Timeout Error when mapping with the DaskKubernetesEnvironment
See original GitHub issueDescription
A clear description of the bug I’m consistently seeing a TimeoutError related to mapping while using the DaskKubernetes environment. My flow that runs every 15 minutes fails about 10% of the time with the following error.
Task 'Get New Record Counts': unexpected error while running task: TimeoutError()
Traceback (most recent call last):
File "/usr/local/lib/python3.7/site-packages/prefect/engine/task_runner.py", line 260, in run
executor=executor,
File "/usr/local/lib/python3.7/site-packages/prefect/engine/task_runner.py", line 767, in run_mapped_task
run_fn, initial_states, range(len(map_upstream_states)), map_upstream_states
File "/usr/local/lib/python3.7/site-packages/prefect/engine/executors/dask.py", line 165, in map
with worker_client(separate_thread=True) as client:
File "/usr/local/lib/python3.7/contextlib.py", line 112, in __enter__
return next(self.gen)
File "/usr/local/lib/python3.7/site-packages/distributed/worker_client.py", line 42, in worker_client
client = get_client(timeout=timeout)
File "/usr/local/lib/python3.7/site-packages/distributed/worker.py", line 3087, in get_client
return worker._get_client(timeout=timeout)
File "/usr/local/lib/python3.7/site-packages/distributed/worker.py", line 2987, in _get_client
timeout=timeout,
File "/usr/local/lib/python3.7/site-packages/distributed/client.py", line 723, in __init__
self.start(timeout=timeout)
File "/usr/local/lib/python3.7/site-packages/distributed/client.py", line 896, in start
sync(self.loop, self._start, **kwargs)
File "/usr/local/lib/python3.7/site-packages/distributed/utils.py", line 348, in sync
raise exc.with_traceback(tb)
File "/usr/local/lib/python3.7/site-packages/distributed/utils.py", line 332, in f
result[0] = yield future
File "/usr/local/lib/python3.7/site-packages/tornado/gen.py", line 735, in run
value = future.result()
File "/usr/local/lib/python3.7/site-packages/distributed/client.py", line 991, in _start
await self._ensure_connected(timeout=timeout)
File "/usr/local/lib/python3.7/site-packages/distributed/client.py", line 1071, in _ensure_connected
msg = await asyncio.wait_for(comm.read(), timeout)

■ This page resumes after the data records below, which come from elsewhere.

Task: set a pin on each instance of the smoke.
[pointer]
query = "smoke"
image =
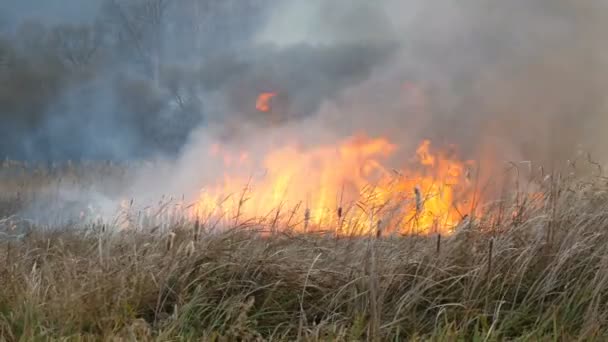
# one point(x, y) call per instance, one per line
point(516, 80)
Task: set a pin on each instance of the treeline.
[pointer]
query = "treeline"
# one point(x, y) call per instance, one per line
point(127, 84)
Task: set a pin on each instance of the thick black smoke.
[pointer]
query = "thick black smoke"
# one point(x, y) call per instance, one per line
point(132, 78)
point(123, 79)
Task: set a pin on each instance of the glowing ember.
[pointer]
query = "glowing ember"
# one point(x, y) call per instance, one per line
point(346, 188)
point(263, 102)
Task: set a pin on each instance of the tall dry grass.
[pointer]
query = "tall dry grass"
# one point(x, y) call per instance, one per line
point(526, 270)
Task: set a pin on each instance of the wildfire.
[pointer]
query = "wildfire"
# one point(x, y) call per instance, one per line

File "/usr/local/lib/python3.7/asyncio/tasks.py", line 449, in wait_for
raise futures.TimeoutError()
concurrent.futures._base.TimeoutError
Further, this task run doesn’t retry as specified in the task decorator:
@task(
name="Get New Record Counts",
checkpoint=True,
max_retries=5,
retry_delay=timedelta(minutes=3),
tags=["prefect_cloud_database"],
)
def get_new_record_counts(table_data, batch_size, batch_count, pg_connection_string):
Here’s my environment configuration:
environment = DaskKubernetesEnvironment(
max_workers=3, min_workers=3, labels=["prefect-data-warehouse"]
)
storage = Docker(
prefect_version="0.9.2",
# registry_url={staging execution},
base_image="python:3.7",
python_dependencies=[
"gcsfs",
"google-cloud-firestore",
"google-cloud-bigquery",
"google-cloud-storage",
"pandas",
"pendulum",
"psycopg2",
"sqlalchemy",
],
)
schedule = CronSchedule(cron="*/15 * * * *", start_date=pendulum.now(tz="US/Eastern"))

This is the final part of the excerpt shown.